The aggregation pipeline is a framework for data aggregation, modeled on the concept of data processing pipelines.

Prerequisites

  • The example below requires a restaurants collection in the test database. To create and populate the collection, follow the directions in github.

  • Include the following import statements:

     import org.mongodb.scala._
    
     import org.mongodb.scala.model.Aggregates._
     import org.mongodb.scala.model.Accumulators._
     import org.mongodb.scala.model.Filters._
     import org.mongodb.scala.model.Projections._
    
important

This guide uses the Observable implicits as covered in the Quick Start Primer.

Connect to a MongoDB Deployment

Connect to a MongoDB deployment and declare and define a MongoDatabase and a MongoCollection instances.

For example, include the following code to connect to a standalone MongoDB deployment running on localhost on port 27017 and define database to refer to the test database and collection to refer to the restaurants collection.

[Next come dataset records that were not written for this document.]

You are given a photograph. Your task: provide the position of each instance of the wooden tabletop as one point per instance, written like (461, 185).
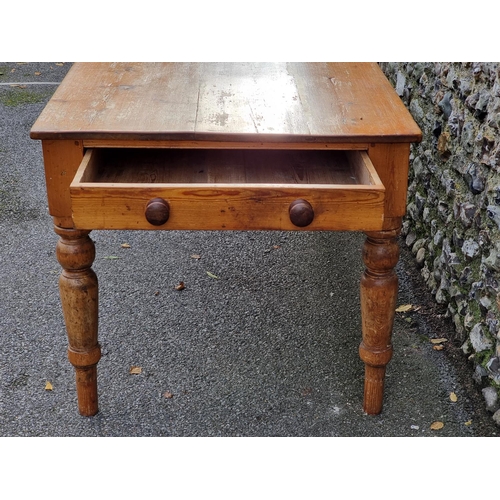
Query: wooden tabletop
(290, 102)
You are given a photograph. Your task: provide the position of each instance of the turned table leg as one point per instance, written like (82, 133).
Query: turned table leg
(78, 289)
(379, 289)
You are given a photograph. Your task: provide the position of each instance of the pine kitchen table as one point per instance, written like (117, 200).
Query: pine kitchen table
(226, 146)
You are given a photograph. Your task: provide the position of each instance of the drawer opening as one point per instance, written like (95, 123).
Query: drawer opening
(212, 189)
(219, 166)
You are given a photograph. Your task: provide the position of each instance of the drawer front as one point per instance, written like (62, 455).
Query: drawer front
(227, 189)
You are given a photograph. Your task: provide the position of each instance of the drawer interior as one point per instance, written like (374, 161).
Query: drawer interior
(239, 189)
(216, 166)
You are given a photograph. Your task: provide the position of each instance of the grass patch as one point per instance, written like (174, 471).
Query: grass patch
(18, 97)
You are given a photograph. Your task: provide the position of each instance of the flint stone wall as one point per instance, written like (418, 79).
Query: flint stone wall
(453, 210)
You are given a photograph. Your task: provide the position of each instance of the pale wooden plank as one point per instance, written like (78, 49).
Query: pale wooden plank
(226, 102)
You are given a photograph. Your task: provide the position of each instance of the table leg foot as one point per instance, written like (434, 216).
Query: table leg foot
(79, 297)
(379, 289)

val mongoClient: MongoClient = MongoClient()
val database: MongoDatabase = mongoClient.getDatabase("test")
val collection: MongoCollection[Document] = database.getCollection("restaurants")

For additional information on connecting to MongoDB, see Connect to MongoDB.

Perform Aggregation

To perform aggregation, pass a list of aggregation stages to the MongoCollection.aggregate() method. The Scala driver provides the Aggregates helper class that contains builders for aggregation stages.

In the following example, the aggregation pipeline

  • First uses a $match stage to filter for documents whose categories array field contains the element Bakery. The example uses Aggregates.filter to build the $match stage.

  • Then, uses a $group stage to group the matching documents by the stars field, accumulating a count of documents for each distinct value of stars. The example uses Aggregates.group to build the $group stage and Accumulators.sum to build the accumulator expression. For the accumulator expressions for use within the $group stage, the Scala driver provides Accumulators helper class.

    // Note: this code example uses a custom implicit helper referenced in the Quick Start Primer
    collection.aggregate(Seq(
    Aggregates.filter(Filters.equal("categories", "Bakery")),
    Aggregates.group("$stars", Accumulators.sum("count", 1))
    )).printResults()
    

Use Aggregation Expressions

For $group accumulator expressions, the Scala driver provides Accumulators helper class. For other aggregation expressions, manually build the expression Document.

In the following example, the aggregation pipeline uses a $project stage to return only the name field and the calculated field firstCategory whose value is the first element in the categories array. The example uses Aggregates.project and various Projections methods to build the $project stage.

// Note: this code example uses a custom implicit helper referenced in the Quick Start Primer
collection.aggregate(
  Seq(
    Aggregates.project(
      Projections.fields(
        Projections.excludeId(),
        Projections.include("name"),
        Projections.computed(
          "firstCategory",
          Document("$arrayElemAt"-> Seq("$categories", 0))
        )
      )
    )
  )
).printResults()

Explain an Aggregation

To explain an aggregation pipeline, call the AggregateObservable.explain() method:

// Note: this code example uses a custom implicit helper referenced in the Quick Start Primer
collection.aggregate(
  Seq(Aggregates.filter(Filters.eq("categories", "Bakery")),
      Aggregates.group("$stars", Accumulators.sum("count", 1))))
  .explain()
  .printResults()

The driver supports explain of aggregation pipelines starting with MongoDB 3.6.